Justices affirm suits on retaliation in race cases (May 27, 2008)
One term after taking on race issues in a deeply divisive school desegregation case, the Supreme Court again weighed in on the subject in the employment context.
The case, CBOCS West, Inc. v. Humphries, No. 06-1431, raises the question whether federal civil rights law permits workers to bring retaliation claims against employers. It was brought by Hendrick Humphries, an African-American, who was an associate manager at a Cracker Barrel restaurant owned by CBOCS.
After he was fired, Humphries filed a lawsuit claiming discrimination and retaliation under 42 U.S.C Section 1981. In his suit, Humphries alleged that one supervisor made overtly discriminatory remarks about African Americans and Mexican Americans, and vowed to give preferential treatment to white employees.
Subsequently, when a supervisor fired an African-American waitress for offenses that were allegedly tolerated from white waitresses, Humphries complained to a district manager. That manager did not welcome Humphries's intervention. Shortly thereafter, one of Humphries's supervisors claimed that he left a safe in the restaurant unlocked overnight, and fired him without further investigation. Humphries claimed that he was terminated to avenge his effort to promote a colorblind workplace.
Section 1981, which derives from the Civil Rights Act of 1866, states in part that "All persons within the jurisdiction of the United States shall have the same right in every State and Territory to make and enforce contracts, to sue, be parties, give evidence, and to the full and equal benefit of all laws and proceedings for the security of persons and property as is enjoyed by white citizens, and shall be subject to like punishment, pains, penalties, taxes, licenses, and exactions of every kind, and to no other."

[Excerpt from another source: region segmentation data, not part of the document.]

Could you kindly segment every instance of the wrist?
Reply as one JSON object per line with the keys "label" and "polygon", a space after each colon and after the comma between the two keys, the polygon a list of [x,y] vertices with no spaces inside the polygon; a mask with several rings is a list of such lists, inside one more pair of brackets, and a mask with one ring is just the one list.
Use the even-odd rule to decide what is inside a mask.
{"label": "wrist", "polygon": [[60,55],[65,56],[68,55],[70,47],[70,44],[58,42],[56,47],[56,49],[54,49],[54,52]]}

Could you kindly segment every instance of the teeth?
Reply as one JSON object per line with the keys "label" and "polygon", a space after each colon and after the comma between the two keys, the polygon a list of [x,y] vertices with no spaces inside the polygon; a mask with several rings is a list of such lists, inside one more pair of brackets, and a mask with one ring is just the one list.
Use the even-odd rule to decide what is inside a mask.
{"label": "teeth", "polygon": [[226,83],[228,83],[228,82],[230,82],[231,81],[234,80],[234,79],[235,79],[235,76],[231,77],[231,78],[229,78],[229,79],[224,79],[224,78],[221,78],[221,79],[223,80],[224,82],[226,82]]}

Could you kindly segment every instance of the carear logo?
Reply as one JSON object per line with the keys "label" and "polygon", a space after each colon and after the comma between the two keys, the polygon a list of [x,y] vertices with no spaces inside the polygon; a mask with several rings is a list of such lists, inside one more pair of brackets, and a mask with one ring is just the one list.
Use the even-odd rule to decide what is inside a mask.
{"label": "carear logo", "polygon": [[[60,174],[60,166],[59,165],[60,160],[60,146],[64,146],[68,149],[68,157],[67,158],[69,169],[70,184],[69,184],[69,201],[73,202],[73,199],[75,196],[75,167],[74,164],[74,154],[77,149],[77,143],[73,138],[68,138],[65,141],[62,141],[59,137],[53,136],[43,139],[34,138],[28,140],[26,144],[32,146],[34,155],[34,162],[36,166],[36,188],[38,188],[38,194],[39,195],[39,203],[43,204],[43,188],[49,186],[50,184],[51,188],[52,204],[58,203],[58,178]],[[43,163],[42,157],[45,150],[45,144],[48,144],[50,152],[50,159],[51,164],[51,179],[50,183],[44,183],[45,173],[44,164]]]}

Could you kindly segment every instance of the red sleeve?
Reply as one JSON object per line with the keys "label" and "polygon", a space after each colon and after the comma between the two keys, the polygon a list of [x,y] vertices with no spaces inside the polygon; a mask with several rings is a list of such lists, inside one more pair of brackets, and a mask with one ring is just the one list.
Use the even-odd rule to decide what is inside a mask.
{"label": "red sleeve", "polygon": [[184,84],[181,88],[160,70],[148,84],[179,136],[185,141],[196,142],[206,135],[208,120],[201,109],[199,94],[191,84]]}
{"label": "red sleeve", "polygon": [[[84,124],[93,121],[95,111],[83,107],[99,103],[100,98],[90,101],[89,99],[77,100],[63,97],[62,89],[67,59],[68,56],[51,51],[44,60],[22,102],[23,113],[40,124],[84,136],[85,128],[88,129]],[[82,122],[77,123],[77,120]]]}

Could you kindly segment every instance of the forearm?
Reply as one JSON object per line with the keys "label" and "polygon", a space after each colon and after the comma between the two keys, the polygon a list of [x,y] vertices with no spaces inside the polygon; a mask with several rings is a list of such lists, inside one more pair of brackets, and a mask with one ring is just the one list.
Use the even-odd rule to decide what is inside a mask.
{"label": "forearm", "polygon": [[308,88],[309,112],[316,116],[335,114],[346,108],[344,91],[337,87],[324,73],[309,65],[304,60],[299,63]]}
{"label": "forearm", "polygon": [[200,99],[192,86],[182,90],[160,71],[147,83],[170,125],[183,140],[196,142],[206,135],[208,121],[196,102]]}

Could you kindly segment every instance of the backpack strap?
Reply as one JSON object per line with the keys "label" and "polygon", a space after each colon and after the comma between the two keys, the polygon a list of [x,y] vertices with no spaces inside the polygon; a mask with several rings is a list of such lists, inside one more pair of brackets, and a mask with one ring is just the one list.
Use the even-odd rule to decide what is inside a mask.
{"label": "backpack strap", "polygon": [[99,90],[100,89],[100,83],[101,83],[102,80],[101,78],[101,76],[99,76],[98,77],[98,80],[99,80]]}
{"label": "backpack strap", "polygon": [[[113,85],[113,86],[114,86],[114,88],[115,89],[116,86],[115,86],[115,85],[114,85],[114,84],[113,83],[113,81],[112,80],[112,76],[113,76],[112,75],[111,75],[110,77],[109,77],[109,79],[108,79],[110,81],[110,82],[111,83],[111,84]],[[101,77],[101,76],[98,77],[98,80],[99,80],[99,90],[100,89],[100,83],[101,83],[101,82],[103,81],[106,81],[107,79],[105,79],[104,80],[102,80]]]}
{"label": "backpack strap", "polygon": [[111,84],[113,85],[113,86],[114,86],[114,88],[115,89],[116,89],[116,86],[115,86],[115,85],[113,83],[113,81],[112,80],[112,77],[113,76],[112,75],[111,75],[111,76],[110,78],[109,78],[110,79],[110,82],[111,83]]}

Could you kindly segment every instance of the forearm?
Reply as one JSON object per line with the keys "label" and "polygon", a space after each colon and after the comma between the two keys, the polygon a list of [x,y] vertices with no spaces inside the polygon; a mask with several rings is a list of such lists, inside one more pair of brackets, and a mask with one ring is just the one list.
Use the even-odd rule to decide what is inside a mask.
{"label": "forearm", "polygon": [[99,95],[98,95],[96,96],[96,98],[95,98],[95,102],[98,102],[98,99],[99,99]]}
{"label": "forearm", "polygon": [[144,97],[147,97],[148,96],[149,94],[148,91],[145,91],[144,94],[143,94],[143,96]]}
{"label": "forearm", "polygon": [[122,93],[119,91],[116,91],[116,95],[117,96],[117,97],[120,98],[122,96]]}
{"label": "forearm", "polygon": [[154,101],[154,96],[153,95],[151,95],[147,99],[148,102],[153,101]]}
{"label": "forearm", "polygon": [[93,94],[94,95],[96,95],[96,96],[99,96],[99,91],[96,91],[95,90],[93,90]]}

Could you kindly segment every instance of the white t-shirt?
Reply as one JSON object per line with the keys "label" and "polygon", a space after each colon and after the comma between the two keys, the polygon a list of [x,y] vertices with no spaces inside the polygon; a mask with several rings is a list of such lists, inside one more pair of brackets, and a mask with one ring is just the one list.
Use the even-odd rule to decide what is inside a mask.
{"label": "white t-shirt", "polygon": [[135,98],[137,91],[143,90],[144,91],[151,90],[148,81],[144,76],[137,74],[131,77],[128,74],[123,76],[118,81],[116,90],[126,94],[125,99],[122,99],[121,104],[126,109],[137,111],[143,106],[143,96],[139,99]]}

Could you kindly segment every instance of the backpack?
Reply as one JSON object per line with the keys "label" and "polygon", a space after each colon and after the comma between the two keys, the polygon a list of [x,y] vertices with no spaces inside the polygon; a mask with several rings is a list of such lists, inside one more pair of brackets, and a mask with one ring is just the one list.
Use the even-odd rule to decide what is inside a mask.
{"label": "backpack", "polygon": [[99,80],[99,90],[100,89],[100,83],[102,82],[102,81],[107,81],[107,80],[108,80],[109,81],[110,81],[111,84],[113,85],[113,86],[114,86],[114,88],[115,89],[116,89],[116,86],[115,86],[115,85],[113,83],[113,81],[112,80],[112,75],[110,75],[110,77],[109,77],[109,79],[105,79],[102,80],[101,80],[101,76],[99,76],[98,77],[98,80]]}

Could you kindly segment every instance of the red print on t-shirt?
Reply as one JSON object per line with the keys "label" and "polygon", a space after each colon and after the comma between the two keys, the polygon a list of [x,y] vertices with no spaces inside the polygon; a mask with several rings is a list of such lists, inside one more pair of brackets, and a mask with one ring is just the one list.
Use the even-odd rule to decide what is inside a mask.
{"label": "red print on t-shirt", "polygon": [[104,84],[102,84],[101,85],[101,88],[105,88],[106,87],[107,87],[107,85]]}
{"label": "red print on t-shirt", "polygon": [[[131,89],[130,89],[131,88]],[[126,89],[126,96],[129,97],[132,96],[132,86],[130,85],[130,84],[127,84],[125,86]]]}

The Supreme Court indicated in 1989 that the statute, which protects citizens' right to "make and enforce" contracts, including employment contracts, does not explicitly state a cause of action for post-contract behavior such as retaliation against those who speak up against employment discrimination. In response to that holding, in Patterson v. McLean Credit Union, 491 U.S. 164 (1989), Congress amended Section 1981 in 1991.
In the 16 years since that amendment, the federal circuit courts have still been unable to reach a uniform position on whether the statute entitles workers to sue their employers for retaliation.
Humphries lost his case in federal district court but on appeal, the U.S. Court of Appeals for the Seventh Circuit held that Section 1981 does protect against retaliation. Judges Ann Williams and Richard Posner reasoned that Congress intended to repudiate the Court's narrow, text-driven view of the law.
In dissent, Judge Frank Easterbrook observed that plaintiffs are permitted to sue for retaliation under Title VII. A lenient interpretation of Section 1981 would simply give them an incentive to sidestep the time-limits and procedurally complex requirements of Title VII.
On May 27, the Supreme Court upheld the Seventh Circuit's decision, relying on past decisions and legislative intent.
"We agree with CBOCS that the statute's language does not expressly refer to the claim of an individual (black or white) who suffers retaliation because he has tried to help a different individual, suffering direct racial discrimination, secure his §1981 rights. But that fact alone is not sufficient to carry the day," Justice Stephen G. Breyer wrote for the majority. "After all, this Court has long held that the statutory text of §1981’s sister statute, §1982, provides protection from retaliation for reasons related to the enforcement of the express statutory right."
Justice Clarence Thomas, joined by Justice Antonin Scalia, filed a dissenting opinion.
"The court does not even purport to identify any basis in the statutory text for the 'well-embedded interpretation [of the law]' it adopts for the first time today," Thomas asserted.